MeioCapture: an efficient method for staging and isolation of meiocytes in the prophase I sub-stages of meiosis in wheat.

BACKGROUND

Molecular analysis of meiosis has been hindered by difficulties in isolating high purity subpopulations of sporogenous cells representing the succeeding stages of meiosis. Isolation of purified male meiocytes from defined meiotic stages is crucial in discovering meiosis specific genes and associated regulatory networks.

RESULTS

We describe an optimized method termed MeioCapture for simultaneous isolation of uncontaminated male meiocytes from wheat (Triticum spp.), specifically from the pre-meiotic G2 and the five sub-stages of meiotic prophase I. The MeioCapture protocol builds on the traditional anther squash technique and the capillary collection method, and involves extrusion of intact sporogenous archesporial columns (SACs) containing meiocytes.
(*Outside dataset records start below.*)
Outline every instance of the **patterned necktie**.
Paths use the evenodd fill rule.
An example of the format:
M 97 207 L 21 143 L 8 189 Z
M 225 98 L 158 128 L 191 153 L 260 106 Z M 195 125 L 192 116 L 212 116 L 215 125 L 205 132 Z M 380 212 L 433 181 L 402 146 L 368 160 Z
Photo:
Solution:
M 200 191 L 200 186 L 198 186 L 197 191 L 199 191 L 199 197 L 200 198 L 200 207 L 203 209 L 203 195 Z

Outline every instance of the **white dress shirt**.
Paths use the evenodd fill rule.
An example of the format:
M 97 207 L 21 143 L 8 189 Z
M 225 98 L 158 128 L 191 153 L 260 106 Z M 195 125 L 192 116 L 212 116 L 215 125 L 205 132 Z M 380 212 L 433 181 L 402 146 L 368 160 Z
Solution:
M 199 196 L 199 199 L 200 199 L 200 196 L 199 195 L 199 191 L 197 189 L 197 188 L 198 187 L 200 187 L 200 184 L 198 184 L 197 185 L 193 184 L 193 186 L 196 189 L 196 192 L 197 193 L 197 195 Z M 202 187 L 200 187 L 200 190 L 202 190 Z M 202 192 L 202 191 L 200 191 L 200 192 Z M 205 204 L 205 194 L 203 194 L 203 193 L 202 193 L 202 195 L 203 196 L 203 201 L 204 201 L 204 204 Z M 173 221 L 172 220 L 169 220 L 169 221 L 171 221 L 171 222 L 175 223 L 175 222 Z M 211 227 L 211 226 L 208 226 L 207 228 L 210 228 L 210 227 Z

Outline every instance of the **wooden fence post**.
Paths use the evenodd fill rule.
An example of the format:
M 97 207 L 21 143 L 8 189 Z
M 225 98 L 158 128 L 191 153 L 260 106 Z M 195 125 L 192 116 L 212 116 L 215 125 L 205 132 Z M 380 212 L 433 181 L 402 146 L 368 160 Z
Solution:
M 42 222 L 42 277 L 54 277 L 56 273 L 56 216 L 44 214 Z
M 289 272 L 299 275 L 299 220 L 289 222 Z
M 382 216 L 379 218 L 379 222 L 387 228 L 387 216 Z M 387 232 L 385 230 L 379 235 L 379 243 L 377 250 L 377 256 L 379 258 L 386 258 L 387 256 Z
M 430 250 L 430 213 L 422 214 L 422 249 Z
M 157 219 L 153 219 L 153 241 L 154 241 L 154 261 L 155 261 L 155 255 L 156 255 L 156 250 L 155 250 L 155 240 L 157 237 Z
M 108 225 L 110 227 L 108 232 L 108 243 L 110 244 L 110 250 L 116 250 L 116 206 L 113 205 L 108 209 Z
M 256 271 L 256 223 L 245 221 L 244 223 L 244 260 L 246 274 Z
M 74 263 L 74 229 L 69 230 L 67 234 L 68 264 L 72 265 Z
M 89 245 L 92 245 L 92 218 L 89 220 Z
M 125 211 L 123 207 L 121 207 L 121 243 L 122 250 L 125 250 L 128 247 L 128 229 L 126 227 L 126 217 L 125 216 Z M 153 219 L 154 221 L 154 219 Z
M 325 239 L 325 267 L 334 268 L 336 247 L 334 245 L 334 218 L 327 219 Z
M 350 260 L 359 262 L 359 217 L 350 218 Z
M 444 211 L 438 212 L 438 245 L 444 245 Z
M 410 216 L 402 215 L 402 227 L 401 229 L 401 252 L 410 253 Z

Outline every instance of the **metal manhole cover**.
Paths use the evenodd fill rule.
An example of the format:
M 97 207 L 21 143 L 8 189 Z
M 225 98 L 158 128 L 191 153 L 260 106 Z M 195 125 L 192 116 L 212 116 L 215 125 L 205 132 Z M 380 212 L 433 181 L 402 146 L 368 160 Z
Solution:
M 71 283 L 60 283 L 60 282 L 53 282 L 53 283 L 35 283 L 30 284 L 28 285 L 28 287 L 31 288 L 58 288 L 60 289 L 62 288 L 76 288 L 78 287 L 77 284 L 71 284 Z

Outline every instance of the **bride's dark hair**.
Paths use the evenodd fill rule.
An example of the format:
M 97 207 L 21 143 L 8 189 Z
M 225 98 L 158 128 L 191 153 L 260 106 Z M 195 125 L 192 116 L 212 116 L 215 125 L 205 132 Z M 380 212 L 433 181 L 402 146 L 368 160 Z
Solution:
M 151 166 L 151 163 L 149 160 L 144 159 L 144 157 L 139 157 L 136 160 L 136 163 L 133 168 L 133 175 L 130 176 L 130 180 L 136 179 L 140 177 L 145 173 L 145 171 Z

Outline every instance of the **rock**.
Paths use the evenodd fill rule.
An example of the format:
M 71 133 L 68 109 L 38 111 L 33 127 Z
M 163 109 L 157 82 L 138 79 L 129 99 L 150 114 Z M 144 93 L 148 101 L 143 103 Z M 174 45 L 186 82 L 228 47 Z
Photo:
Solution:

This improved method exploits the natural meiotic synchrony between anthers of the same floret, the correlation between the length of anthers and meiotic stage, and the occurrence of meiocytes in intact SACs largely free of somatic cells. The main advantage of MeioCapture, compared to previous methods, is that it allows simultaneous collection of meiocytes from different sub-stages of prophase I at a very high level of purity, through correlation of stages with anther sizes. A detailed description is provided for all steps, including the collection of tissue, isolation and size sorting of anthers, extrusion of intact SACs, and staging of meiocytes. Precautions for individual steps throughout the procedure are also provided to facilitate efficient isolation of pure meiocytes. The proof-of-concept was successfully established in wheat, and a light microscopic atlas of meiosis, encompassing all stages from pre-meiosis to telophase II, was developed.

CONCLUSION

The MeioCapture method provides an essential technique to study the molecular basis of chromosome pairing and exchange of genetic information in wheat, leading to strategies for manipulating meiotic recombination frequencies. The method also provides a foundation for similar studies in other crop species.